Monday, July 4, 2011

Could It Be?

Could it be that I'm sick of consumption?
Of eating and watching and reading.

Could it be that I'm tired of taking in this, that and the other, as a leech feeding on its host. Never thinking of giving life given to me.

Could it be that I'm tired of TV and radio and music?
Of eating away at the souls of others that hang in a garden waiting for me to consume its beauty, leaving in my wake the shards and slivers of their beauty weighed down by the grit and silt of my selfishness.

Could it be that the pillars and spires of what has been created have fallen to the seething ground of my belly and are now remnants and facades of former selves and dreams left to die on the roof of my mouth.

Could it be that I'm tired of being a man?

The countless times the womb of creation has been made naught in the knots of my hunger and the pangs of my hunger are but excuses to forage on the tendrils of woman, the harbingers of beauty and life and existence.

And they but art to me, and in the gaze of my savages they are to be had and seen and held. To be left as shadows and wisps of smoke that billow from the houses of my furnace.

Could it be that I'm tired of taking for myself and never giving of my self? Of never creating that which can be food to others? Instead only to ravage as locusts the golden substance, like honey, of those that host the muses.

Could it be that existence is but art to me, to masticate in the teeth of my time on this earth? And its fate to be a commodity left to wrinkle and rot in the shirt pocket of my loneliness and greed.

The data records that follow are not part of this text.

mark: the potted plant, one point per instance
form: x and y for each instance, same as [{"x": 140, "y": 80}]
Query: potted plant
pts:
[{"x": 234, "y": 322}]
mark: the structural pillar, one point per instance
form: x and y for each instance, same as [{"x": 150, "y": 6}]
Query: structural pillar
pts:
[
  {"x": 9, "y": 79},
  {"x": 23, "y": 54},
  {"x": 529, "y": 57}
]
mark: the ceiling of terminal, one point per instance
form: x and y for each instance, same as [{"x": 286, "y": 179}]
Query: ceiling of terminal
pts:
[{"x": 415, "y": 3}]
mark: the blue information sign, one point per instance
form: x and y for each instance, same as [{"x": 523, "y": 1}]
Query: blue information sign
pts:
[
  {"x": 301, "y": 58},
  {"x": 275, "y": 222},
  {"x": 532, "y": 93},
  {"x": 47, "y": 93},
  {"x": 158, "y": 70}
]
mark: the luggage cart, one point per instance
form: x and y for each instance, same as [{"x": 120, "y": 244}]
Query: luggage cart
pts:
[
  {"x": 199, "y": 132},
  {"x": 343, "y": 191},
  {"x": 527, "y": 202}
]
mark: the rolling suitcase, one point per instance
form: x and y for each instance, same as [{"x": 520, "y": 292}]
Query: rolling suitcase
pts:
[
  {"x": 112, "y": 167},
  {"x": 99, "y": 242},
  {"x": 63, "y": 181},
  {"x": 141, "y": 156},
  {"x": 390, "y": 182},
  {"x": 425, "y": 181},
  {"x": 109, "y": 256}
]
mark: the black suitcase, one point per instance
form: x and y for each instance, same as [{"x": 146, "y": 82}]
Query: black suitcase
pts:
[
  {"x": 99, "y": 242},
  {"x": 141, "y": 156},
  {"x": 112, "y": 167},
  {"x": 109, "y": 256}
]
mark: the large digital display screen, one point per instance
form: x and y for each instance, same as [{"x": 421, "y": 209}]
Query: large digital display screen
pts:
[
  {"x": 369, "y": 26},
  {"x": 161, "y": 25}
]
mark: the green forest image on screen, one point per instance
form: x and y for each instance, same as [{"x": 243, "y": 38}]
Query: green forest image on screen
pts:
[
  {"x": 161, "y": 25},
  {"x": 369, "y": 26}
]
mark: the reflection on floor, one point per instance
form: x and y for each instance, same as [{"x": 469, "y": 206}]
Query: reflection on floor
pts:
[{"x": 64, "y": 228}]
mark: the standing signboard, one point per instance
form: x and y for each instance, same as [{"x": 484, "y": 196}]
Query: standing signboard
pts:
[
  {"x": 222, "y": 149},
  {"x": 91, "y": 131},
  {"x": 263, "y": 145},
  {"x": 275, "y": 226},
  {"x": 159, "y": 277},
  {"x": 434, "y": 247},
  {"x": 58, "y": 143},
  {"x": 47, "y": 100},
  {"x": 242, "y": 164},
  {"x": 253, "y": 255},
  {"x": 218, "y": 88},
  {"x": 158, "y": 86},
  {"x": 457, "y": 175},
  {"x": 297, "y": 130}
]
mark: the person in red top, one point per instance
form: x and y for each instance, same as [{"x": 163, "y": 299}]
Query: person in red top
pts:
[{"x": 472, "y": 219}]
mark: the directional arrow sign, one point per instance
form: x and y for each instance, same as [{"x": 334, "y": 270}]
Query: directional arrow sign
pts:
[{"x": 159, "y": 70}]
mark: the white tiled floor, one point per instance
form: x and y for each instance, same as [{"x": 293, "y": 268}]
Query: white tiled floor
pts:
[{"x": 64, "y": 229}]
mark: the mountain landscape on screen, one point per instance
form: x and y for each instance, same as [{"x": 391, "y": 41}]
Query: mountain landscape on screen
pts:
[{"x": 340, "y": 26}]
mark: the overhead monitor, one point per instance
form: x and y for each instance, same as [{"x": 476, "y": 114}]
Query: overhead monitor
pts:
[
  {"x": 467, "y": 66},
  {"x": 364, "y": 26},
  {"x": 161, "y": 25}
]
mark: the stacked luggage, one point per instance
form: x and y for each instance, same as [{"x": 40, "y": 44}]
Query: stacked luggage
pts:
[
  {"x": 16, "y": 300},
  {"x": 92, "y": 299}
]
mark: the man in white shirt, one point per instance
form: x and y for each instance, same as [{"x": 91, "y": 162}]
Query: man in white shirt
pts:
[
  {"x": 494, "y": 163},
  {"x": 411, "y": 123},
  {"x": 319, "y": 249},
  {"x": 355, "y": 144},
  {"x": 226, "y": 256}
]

Could it be that I'm tired of being human? Gorging on the Gods of my needing like so many chalk marks on the ground that I skip into and out of, and into and out of, like a ravaged child playing Hop-Scotch in the park without so much as laughter to repay them.

Suppose I lived in golden houses of giving and that I fed and clothed strangers with both hands stretched far and wide and didn't care of the cuts and sores and cracks that became of them.

Suppose I spent my waking hours forging iron tools of selflessness and used them to pierce the tapestry of shame and regret, the shattered houses of glass of ones I've never known. And that I sought to be heroic in daily living and planted trees of love and giving the roots of which could live on eons from now.

Suppose I walked the streets of cities and hung little fragile lights of cheer and living on the doors and fences of strangers until the whole world was lit as the sun on this July day.

Suppose I spent the rest of my life evoking and engaging, building and creating so that the blind might see and the deaf might hear and dead might live and the sad might glee and the poor might be. Be in a world worth watching and reading and hearing and giving and seeing.

Could it be? Suppose it was. How would you be?